During that bloody business, Arcolin held his tongue. They unbuckled the belts that held Stammel to the plank, unfastened his clothes, peeled them back, and then, with the help of the Marshal and yeoman-marshal, turned him side to side to get them off without having to cut them. Under the clothes, much less blood, but Stammel’s skin was flushed as if with sunburn and hot to the touch. His muscles still trembled; his eyes were still open and blank, the whites blood-red. They washed him, front and back, careful to clean off every smear of blood.
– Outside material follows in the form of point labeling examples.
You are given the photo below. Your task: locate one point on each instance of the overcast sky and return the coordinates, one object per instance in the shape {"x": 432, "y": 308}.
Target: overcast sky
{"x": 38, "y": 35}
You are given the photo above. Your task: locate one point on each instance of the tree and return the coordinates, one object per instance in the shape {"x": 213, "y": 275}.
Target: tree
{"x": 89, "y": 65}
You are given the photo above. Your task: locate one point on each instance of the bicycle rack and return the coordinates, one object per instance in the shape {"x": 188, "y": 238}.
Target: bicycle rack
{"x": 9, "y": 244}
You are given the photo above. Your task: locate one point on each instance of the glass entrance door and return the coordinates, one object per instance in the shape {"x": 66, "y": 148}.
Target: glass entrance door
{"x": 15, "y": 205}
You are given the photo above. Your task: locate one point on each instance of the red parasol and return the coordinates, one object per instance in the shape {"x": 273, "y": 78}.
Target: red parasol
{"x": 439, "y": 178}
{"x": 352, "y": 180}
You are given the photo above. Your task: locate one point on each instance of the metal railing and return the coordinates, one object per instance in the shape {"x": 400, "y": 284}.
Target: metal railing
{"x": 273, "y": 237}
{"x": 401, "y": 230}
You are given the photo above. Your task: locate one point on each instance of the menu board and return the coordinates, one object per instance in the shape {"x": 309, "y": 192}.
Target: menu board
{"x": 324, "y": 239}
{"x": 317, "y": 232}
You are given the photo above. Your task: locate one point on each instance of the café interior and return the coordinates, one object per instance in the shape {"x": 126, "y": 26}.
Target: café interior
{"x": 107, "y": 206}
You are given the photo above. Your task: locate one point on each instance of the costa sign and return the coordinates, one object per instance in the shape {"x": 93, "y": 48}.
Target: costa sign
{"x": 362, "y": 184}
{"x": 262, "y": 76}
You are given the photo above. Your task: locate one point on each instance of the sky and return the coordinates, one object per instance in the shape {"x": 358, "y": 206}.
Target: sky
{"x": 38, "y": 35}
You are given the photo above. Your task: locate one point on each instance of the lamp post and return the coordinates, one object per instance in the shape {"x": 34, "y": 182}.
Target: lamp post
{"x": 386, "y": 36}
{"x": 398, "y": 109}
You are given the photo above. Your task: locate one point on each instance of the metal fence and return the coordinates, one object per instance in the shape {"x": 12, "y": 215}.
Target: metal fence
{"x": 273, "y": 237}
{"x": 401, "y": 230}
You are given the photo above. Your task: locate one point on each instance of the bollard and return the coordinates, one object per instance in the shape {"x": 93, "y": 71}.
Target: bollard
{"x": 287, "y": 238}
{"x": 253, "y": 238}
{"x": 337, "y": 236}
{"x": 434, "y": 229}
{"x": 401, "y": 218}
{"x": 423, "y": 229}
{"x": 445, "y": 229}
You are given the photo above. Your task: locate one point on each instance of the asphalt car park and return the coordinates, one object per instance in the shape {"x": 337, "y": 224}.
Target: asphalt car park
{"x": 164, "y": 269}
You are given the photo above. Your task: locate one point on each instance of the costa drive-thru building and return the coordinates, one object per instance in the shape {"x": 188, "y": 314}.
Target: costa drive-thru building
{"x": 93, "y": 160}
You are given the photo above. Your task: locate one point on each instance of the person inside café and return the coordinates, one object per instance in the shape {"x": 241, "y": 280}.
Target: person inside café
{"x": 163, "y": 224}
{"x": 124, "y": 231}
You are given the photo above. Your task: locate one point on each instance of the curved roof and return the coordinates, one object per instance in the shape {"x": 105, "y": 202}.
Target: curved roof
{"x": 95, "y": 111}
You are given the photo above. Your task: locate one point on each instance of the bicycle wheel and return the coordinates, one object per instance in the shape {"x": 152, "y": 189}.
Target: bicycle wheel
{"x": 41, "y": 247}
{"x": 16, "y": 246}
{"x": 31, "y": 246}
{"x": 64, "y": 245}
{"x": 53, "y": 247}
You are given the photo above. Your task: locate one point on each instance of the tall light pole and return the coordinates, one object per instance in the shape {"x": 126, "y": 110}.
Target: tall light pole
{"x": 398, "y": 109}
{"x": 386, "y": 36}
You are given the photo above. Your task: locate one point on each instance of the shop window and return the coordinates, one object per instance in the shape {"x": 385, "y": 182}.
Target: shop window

“Now his head,” the Marshal said. “Eddin, place the relic on his breastbone, right over the heart, and do you take your place across from me.” Without ever taking his hands completely off Stammel, the Marshal moved to his heart-hand side, and Eddin to the other; they knelt, heedless of the bloody water on the stone floor. Arcolin took a clean towel and bathed Stammel’s face, his hair, cleaning the blood out of his ears, the crease at the back of his neck. The bruises from Korryn’s grip showed dark against the red of his skin. “Be sure to get the blood off the plank,” the Marshal said. “We’re going to move him to the platform when he’s clean.”
Arcolin wanted to ask why, but instead wiped the plank with a fresh towel.
“Good. Now—we all go to the platform. Slowly, so that Eddin and I can keep our hands on him. You, Captain, keep your hand on his forehead as they carry the plank.”
As they neared the platform, Arcolin felt something—a cool touch of some kind—on his skin; he shivered. He felt struggled, fearing it was another evil attack; the Marshal glanced up at him. “Gird’s grace, Captain. It is but Gird’s grace; do not fear.”
“I—I didn’t know—”
“After what you’ve been through, I don’t wonder. Everyone step up, now, and do not be alarmed if it makes a noise.”
The platform made no noise, however. “Now, Captain,” the Marshal said. “We need a sheet from the back—there’s a narrow corridor with doors to small rooms. The third on the left is clean linens. Bring us two sheets, if you will.”
Arcolin found the linen closet without difficulty and brought back two clean, folded sheets that smelled of the fresh herbs kept with them. At the Marshal’s direction, he laid one on the platform; the others lowered the plank until they could slide Stammel off onto the sheet.